First things first. If you are like every other parent that has experienced head lice for the first time, you’ve probably gone to the pharmacy to purchase Rid or Nix to apply the product and get rid of these horrible little insects that you can’t really see that are crawling in your child’s hair. Please know
A) You are NEVER one and done with head lice
B) Recent studies show that most lice (called super lice) have become resistant to the pesticides.
What does that mean? It means that you can expect to see live bugs still crawling in your childs hair after treatment.
Have you started bagging everything yet? PLEASE DON’T! Lice live on our heads and not in our homes. Lice expert Richard Pollack of the
Harvard School of Public Health says “The commonly held belief, which is folklore, is that lice are shared through things like combs and brushes
and hats and helmets,”
Some authorities believe these personal items can help transmit head lice from one person to another. But Pollack explains the bugs cannot fly or jump. And studies show that once the lice are off the scalp, they die within hours. It’s best to stick with the science of the matter and not folk lore.
You read it right. I know your friends “in the know” who have experienced head lice are coaching you to bag everything & wash everything in hot water and throw away your combs, but you really do not need to.
Are your children social? Well, that’s what will do it. It’s all the hugging, wrestling & playing that does it. It’s rare that you will contract head lice form brushes, helmets, headphones. The vast majority of head lice cases are spread by direct head to head or hair to hair contact.
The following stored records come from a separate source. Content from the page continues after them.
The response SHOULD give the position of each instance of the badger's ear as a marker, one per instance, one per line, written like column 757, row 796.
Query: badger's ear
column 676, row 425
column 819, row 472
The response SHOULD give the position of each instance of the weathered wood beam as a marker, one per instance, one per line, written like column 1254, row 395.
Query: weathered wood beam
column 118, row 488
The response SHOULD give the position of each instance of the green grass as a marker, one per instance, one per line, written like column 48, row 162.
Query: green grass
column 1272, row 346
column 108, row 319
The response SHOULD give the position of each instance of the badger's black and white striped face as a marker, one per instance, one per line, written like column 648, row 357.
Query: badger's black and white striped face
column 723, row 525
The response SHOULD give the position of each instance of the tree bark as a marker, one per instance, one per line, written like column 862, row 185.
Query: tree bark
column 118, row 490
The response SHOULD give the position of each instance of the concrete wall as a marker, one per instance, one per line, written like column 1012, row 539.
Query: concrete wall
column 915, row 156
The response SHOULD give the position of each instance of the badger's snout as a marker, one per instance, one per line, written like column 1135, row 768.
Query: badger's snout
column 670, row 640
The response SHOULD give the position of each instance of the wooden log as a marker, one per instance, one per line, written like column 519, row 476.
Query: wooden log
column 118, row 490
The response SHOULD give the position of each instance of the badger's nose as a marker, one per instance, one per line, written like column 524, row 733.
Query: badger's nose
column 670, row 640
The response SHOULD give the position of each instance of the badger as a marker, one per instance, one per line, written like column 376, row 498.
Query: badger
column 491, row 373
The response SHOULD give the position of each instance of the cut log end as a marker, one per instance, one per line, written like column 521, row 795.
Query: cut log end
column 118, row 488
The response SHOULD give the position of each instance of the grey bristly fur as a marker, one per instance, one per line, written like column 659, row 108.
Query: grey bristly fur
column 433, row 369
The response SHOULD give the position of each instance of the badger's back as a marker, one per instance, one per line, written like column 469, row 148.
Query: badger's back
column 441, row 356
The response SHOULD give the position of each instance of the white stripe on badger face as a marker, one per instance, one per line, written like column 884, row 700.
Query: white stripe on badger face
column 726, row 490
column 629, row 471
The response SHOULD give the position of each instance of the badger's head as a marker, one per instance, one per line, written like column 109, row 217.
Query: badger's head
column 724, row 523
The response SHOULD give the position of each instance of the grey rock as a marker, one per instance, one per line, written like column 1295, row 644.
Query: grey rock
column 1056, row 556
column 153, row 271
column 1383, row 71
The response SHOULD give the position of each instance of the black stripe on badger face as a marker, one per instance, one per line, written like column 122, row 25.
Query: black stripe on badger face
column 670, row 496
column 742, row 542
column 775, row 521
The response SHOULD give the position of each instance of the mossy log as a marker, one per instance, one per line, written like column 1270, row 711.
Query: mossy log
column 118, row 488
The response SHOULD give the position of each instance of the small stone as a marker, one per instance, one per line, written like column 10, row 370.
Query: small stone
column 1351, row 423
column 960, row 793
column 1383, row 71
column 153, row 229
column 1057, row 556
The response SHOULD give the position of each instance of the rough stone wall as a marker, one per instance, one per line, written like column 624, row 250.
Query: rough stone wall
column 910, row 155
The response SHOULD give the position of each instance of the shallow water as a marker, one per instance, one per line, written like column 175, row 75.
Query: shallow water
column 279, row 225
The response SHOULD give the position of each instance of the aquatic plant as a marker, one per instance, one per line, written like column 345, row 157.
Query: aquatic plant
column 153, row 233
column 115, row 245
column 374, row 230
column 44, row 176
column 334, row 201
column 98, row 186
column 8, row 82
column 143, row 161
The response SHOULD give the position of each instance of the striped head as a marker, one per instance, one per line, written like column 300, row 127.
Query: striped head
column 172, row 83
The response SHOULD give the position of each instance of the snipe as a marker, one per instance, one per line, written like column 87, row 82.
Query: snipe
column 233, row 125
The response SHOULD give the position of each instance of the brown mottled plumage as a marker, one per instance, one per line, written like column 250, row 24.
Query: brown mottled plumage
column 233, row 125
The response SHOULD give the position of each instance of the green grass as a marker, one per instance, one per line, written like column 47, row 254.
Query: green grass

It won’t hurt to put the brushes in 130 degree water for 10 minutes or longer.
Human head lice only like human blood. They are not on your pet
Lice like any hair they can get into and eat, mate, lay eggs and be happy.
During the initial outbreak, parents are encouraged to use over-the-counter head lice shampoos. Studies show these work well to kill off the live
bugs, yet recent research has found that the bugs may have become resistant to the medicated shampoos.
If you are experiencing continued recurrences of head lice it’s most likely the same infestation that you just haven’t been able to get rid of or your child is in direct contact with another child with an active infestation and they keep sharing their lice.